"What are we to do for them?" resumed the Labour man. "Sometimes people as badly off as these we have just seen come to my house in the early morning, begging me as a Guardian to give their children bread before they send them to school. Sometimes they bring their children with them as though to prove by their hungry eyes the truth of what they tell me.
"And I say to them, 'You shouldn't come to me; you should go to the relieving officer.'"
"And they reply, 'But what are you Guardians for? We've been to the Mayor, and he refers us to the Guardians. We go to the Guardians, and they refer us to the relieving officer. We go to the relieving officer, and he tells us to attend the relief committee. We inquire about the relief committee, and find it doesn't meet for two or three days. Meanwhile, what are our children to do for bread?'
"Do you think," Crooks went on to ask the Professor, "that I can finish my own breakfast, or that any other man could with a spark of feeling in him, after being called to the door to listen to these pleadings morning after morning? Do you think, after these daily experiences, that I care how the outside public and the Press attack us because we as Guardians dare to spend public money in saving these people from starvation?
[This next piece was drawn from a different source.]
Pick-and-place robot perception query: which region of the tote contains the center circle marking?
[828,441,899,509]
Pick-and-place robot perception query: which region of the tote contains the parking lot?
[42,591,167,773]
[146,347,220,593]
"What is a Board of Guardians to do, with its awful responsibilities and its awful obligations, during such distressful winters as Poplar sometimes witnesses? Remember, we Guardians live among the poor. We are not carriage folk who can return to the West End and talk about the poor over dinners of a dozen courses. What else can we do but try to keep the bodies and souls of these poor people together in times of trade depression and cold weather?"
CHAPTER XIX THE FIRST WORKING-MAN MAYOR IN LONDON
Elected Mayor of Poplar—"No Better than a Working-man"—Shouted Down at the Mansion House—The Lord Mayor Defends Him—Refusing a Salary—Slums and Fair Rent Courts—Fighting the Public-House Interests—Crying not for the Moon, but for the Sun.
In November, 1901, Crooks was chosen to be Mayor of Poplar. In this, as in all his public offices, he was not the seeker, but the sought-after. Of the many public positions he has filled, not one has come of his own seeking. It has always been at the earnest solicitation of others that he has gone into office. Moreover, the request in every instance but one has come from working-men.